There are several caveats to our work that deserve further discussion. We chose to use male mice in our studies to eliminate the confounding effects of surgery (ovariectomy) and/or cycling levels of endogenous estrogens found in female mice. Thus, an important caveat to this approach is that the findings herein may not recapitulate in ovary-intact female mice and some of the differences in the data discussed above may in fact represent a sexual dimorphism of GPER signaling. Additionally, the data presented here reflect the direct effects of G-1 on T cell populations, but it is unclear how readily these findings will translate to the disease context in vivo where complex networks of cytokine signaling may have a profound impact on the final outcome of GPER and/or ERα activation. Moreover, previous studies have focused on Foxp3 expression within the setting of EAE in female mice, and in vivo data outside this model are currently lacking. Further studies investigating GPER involvement in estrogen-induced Foxp3 expression and immune regulation in a variety of contexts are warranted.

Supplementary Material

1. Supplemental Figure 1. G-1 has a modest effect on surface expression of CTLA-4.

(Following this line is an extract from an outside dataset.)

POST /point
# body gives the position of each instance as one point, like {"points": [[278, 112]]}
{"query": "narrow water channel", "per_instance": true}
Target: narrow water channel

CD4⁺CD62L^hiCD44^lo naive T cells from Foxp3^egfp mice were collected by FACS and cultured for 4 days under the conditions indicated, supplemented with either DMSO or 100nM G-1, as indicated. Surface expression of CTLA-4 was determined by flow cytometry. (A, B) Representative histograms showing gating for analysis of CTLA-4 surface expression, quantified using GMFI, on DMSO- (grey line) or G-1- (black lines) treated cells, and isotype controls (shaded region). (C, D) Summary of data from three to four independent experiments showing relative GMFI for G-1-treated cells (black bars) relative to DMSO-treated cells (white bars). Conditions for all panels (A–D) are indicated at the bottom of the figure. P values were determined by Student’s t-test. *** = P < 0.0005, ** = P< 0.005, * = P < 0.05, N.S. = not significant. Error bars = S.D.